BL Research Bureau

Depositors who have been feeling the heat of the recent steep cuts in deposit rates can find themselves in a stickier spot. In a bid to cushion its margins from the blow of adopting an external benchmark — repo rate — to price its floating-rate MSME, housing and retail loans, SBI has trimmed the interest rate on its savings deposits (of up to ₹1 lakh) to 3.25 per cent from 3.5 per cent, effective November 1, 2019.

Also read: SBI cuts rate on Savings Bank deposits below Rs 1 lakh to 3.25 per cent

With the country’s leading bank making the first move on savings deposit rate, others are likely to follow suit, which will pinch depositors more in the near term.

Why the move

Banks that have been reducing lending rates this year have been facing pressure on their spreads (yield on advances, less cost of funds). While the weighted average lending rate on fresh loans has fallen by 29 basis points, weighted average deposit rates have fallen by a lower 4 basis points. Some banks have cut deposit rates steeply in certain buckets to safeguard their spreads or margins. But, overall, most banks have been facing margin pressure.

The pressure will only get accentuated in the coming months, with the RBI’s mandate to banks to link their new floating-rate personal, retail and MSMEs loans to an external benchmark, effective October 1. Since loans get re-priced faster than deposits, banks’ margins would come under further pressure.

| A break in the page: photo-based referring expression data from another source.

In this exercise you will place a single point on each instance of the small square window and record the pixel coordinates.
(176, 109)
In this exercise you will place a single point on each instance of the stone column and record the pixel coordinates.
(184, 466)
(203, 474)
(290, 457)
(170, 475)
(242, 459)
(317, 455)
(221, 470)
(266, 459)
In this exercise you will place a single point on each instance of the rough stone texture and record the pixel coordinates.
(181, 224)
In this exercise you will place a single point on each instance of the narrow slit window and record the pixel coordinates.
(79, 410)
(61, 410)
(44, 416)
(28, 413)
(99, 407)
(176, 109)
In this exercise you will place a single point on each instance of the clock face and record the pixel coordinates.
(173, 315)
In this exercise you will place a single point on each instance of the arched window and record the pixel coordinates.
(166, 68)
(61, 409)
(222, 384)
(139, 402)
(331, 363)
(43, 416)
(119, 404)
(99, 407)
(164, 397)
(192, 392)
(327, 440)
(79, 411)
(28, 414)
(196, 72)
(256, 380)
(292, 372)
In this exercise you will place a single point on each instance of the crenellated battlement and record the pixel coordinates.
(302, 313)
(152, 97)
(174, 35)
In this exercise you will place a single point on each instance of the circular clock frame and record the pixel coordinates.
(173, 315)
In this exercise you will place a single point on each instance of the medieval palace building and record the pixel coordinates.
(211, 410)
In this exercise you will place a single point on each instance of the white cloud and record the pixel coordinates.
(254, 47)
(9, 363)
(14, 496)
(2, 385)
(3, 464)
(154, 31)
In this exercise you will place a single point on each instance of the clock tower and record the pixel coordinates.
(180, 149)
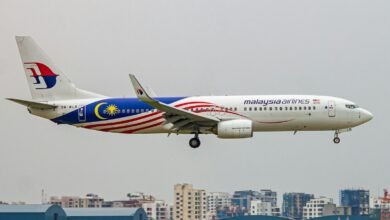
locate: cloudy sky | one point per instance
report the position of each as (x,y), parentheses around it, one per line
(326,47)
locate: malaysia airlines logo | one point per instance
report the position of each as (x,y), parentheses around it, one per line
(44,73)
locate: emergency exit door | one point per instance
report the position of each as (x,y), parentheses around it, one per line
(332,108)
(82,114)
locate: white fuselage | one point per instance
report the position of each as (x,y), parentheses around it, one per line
(267,113)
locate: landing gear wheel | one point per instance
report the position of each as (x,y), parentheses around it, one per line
(194,142)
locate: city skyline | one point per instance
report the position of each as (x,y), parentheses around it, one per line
(332,47)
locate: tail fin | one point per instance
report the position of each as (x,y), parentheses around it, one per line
(46,81)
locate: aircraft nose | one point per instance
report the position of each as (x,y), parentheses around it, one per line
(365,115)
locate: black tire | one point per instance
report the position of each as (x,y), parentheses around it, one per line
(194,143)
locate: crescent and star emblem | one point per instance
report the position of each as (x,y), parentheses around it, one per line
(97,111)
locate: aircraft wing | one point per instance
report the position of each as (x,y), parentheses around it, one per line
(32,104)
(179,117)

In a bid to ease the pain, SBI has cut its savings deposit rate and also slashed the interest rates of its retail term deposits and bulk term deposits by 10 bps and 30 bps, respectively, in the one- to two-year tenure effective October 10. While all banks have been cutting rates on their fixed/term deposits — more aggressively over the past two months — SBI’s move to tinker with savings deposit rate is an added burden for depositors.

Others to follow

Banks have almost always moved in tandem on savings deposit rates. The interest on savings accounts was deregulated from October 2011. But only a few banks — YES Bank, Kotak Bank, IndusInd Bank and Lakshmi Vilas Bank — chose to offer higher rates (5-7 per cent) to their depositors. Other banks, including SBI, offered a uniform 4 per cent for a very long time, even in rising-rate cycles.

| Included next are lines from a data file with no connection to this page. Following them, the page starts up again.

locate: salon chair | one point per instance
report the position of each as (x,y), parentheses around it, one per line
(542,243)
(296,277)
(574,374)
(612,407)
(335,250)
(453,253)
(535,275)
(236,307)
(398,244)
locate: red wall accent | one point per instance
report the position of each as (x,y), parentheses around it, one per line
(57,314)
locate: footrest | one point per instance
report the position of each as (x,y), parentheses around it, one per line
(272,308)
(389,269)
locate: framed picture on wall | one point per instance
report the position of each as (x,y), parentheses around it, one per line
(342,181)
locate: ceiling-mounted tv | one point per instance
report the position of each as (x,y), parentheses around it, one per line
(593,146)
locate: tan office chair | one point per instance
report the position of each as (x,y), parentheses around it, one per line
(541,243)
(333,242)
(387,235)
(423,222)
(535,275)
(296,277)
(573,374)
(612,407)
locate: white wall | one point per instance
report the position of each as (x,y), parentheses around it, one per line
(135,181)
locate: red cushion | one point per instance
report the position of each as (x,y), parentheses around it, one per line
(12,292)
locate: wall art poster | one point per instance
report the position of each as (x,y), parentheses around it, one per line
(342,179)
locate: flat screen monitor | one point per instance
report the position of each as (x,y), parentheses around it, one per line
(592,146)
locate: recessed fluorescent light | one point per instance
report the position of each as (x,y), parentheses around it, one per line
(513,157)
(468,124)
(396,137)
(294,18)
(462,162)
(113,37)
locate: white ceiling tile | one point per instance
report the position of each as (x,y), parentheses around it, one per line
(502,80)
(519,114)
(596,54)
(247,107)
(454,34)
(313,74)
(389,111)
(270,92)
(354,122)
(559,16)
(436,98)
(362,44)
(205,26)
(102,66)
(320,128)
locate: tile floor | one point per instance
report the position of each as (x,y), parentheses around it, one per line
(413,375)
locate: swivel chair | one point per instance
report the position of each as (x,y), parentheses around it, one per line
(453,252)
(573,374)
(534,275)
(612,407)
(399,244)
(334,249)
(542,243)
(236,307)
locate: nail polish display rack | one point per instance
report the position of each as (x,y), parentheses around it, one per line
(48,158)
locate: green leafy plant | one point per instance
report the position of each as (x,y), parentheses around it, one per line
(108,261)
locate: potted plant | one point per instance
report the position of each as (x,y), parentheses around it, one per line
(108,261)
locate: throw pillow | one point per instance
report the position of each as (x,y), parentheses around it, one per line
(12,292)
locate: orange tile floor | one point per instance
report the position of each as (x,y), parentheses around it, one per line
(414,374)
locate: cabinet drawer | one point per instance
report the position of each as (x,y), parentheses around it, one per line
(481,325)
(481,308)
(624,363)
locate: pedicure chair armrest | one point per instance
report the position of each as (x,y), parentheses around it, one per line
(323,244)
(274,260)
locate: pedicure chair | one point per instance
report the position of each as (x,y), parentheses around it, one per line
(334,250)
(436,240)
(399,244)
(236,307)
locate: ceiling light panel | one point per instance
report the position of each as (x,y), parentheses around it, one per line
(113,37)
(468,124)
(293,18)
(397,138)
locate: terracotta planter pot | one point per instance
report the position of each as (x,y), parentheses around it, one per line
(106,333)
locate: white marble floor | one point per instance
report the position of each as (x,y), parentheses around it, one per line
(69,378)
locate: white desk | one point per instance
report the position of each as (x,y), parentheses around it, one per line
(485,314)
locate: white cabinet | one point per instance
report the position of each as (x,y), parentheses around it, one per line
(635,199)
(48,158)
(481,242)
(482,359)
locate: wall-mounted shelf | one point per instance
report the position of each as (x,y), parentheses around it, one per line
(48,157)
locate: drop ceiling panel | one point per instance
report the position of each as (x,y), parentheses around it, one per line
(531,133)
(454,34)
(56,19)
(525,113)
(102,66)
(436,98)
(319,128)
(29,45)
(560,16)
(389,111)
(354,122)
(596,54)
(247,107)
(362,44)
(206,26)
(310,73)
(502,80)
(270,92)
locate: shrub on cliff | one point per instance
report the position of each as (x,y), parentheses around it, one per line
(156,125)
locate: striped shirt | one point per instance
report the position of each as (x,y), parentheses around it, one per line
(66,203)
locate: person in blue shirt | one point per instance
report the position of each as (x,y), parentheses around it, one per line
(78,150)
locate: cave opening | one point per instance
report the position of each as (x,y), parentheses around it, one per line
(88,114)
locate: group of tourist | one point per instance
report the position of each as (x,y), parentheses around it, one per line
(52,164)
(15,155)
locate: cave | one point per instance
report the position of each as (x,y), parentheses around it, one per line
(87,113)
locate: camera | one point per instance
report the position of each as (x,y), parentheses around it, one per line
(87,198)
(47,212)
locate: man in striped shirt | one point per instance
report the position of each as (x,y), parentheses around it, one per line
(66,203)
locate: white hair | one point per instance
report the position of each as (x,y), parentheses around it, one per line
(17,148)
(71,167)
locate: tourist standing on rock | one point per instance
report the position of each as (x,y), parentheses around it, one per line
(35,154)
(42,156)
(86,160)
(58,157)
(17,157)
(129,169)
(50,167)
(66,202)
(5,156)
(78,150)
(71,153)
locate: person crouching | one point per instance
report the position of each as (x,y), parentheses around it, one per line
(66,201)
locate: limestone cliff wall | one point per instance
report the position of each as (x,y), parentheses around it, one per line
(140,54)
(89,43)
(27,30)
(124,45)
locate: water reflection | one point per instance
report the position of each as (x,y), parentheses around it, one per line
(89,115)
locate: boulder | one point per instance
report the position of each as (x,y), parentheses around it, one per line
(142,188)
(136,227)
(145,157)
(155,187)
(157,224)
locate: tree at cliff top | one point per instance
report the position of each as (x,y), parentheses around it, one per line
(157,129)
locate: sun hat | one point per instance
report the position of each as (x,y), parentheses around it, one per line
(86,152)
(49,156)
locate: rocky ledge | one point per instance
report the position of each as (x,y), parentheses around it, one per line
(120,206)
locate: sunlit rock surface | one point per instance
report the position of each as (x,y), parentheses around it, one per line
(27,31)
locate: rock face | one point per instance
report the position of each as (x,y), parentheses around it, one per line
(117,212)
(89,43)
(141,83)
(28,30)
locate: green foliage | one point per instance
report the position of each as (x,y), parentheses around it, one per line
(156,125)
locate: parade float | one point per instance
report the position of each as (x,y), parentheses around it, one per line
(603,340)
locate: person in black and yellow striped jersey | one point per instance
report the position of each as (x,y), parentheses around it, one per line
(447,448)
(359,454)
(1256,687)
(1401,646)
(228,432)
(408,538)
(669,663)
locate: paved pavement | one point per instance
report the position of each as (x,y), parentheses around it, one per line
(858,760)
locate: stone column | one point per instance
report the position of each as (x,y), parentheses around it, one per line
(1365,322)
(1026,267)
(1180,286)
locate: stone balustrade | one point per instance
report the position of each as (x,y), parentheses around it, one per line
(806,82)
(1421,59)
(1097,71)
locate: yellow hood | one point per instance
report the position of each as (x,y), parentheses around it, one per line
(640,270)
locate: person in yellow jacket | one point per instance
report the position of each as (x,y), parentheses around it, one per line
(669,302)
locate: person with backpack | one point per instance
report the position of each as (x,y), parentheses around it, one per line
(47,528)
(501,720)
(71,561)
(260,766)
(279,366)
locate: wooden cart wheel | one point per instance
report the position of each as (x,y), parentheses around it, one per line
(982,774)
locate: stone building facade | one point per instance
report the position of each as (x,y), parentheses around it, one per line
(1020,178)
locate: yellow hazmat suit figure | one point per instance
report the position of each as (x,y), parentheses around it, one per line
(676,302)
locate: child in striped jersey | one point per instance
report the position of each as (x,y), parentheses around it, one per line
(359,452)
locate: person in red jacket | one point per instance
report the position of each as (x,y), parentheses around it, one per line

Two years ago, SBI was the first bank to cut savings deposit rate by 50 basis points to 3.5 per cent. Other banks were quick to follow suit, and there was a spate of similar cuts across banks. Most banks currently offer 3.5 per cent for their low-value savings deposit (for deposits of up to ₹25-50 lakh).

SBI’s move to trim rates on its low-value savings deposits to 3.25 per cent is likely to trigger another spate of cuts across banks, given the imminent pressure on their margins owing to repo-linked loans. For large banks such as SBI, savings deposits form 25-35 per cent of their deposits. Reducing rates on such deposits can help cushion the blow from faster revision (cut) of lending rates.

Stuck with low rates

Hence, depositors across the board could feel the pinch as banks trim their savings deposit rates. But the bigger issue is that once banks cut rates on savings deposits, they may not hike them again, even in a rising-rate scenario, going by past trends. Hence, depositors may be stuck with these lower rates for a long while.

When two years ago, SBI cut savings deposit rate, it did so to reduce the pressure on its margins, owing to the then steep reduction in lending rates and the benefits of surplus inflows ebbing after demonetisation. But in 2018, when banks started to increase fixed-deposit rates aggressively, none of them raised their savings deposit rate. This is because, with savings deposits forming over a fourth of many banks’ total deposits, a 50 bps hike could eat into their margins — possibly a 15-20 bps impact. The rate of low-value savings deposit rate remained stock-still at 3.5 per cent.

This time around, too, if most banks reduce savings deposit rates further to 3.25 per cent, in line with SBI’s move, depositors may get stuck with this lower rate for a long period of time.

Some relief

Effective May this year, SBI set the interest rate on its savings bank deposits for balances above ₹1 lakh at 2.75 per cent below the repo rate. At the current repo rate of 5.15 per cent, this would have meant a meagre 2.4 per cent on such savings deposits. But in a bid to ease the pain for depositors (and possible flight of deposits), in August, SBI decided to retain a minimum 3 per cent rate on such deposits (capping the downside).

While this has been a relief to depositors in a falling-rate cycle, it has led to uncertainty on what may happen in a rising-rate scenario. Since such savings deposits are linked to the repo rate, depositors can gain when the RBI starts to hike the repo rate. Will SBI cap the upside, too, for depositors, when the repo rate increases sharply?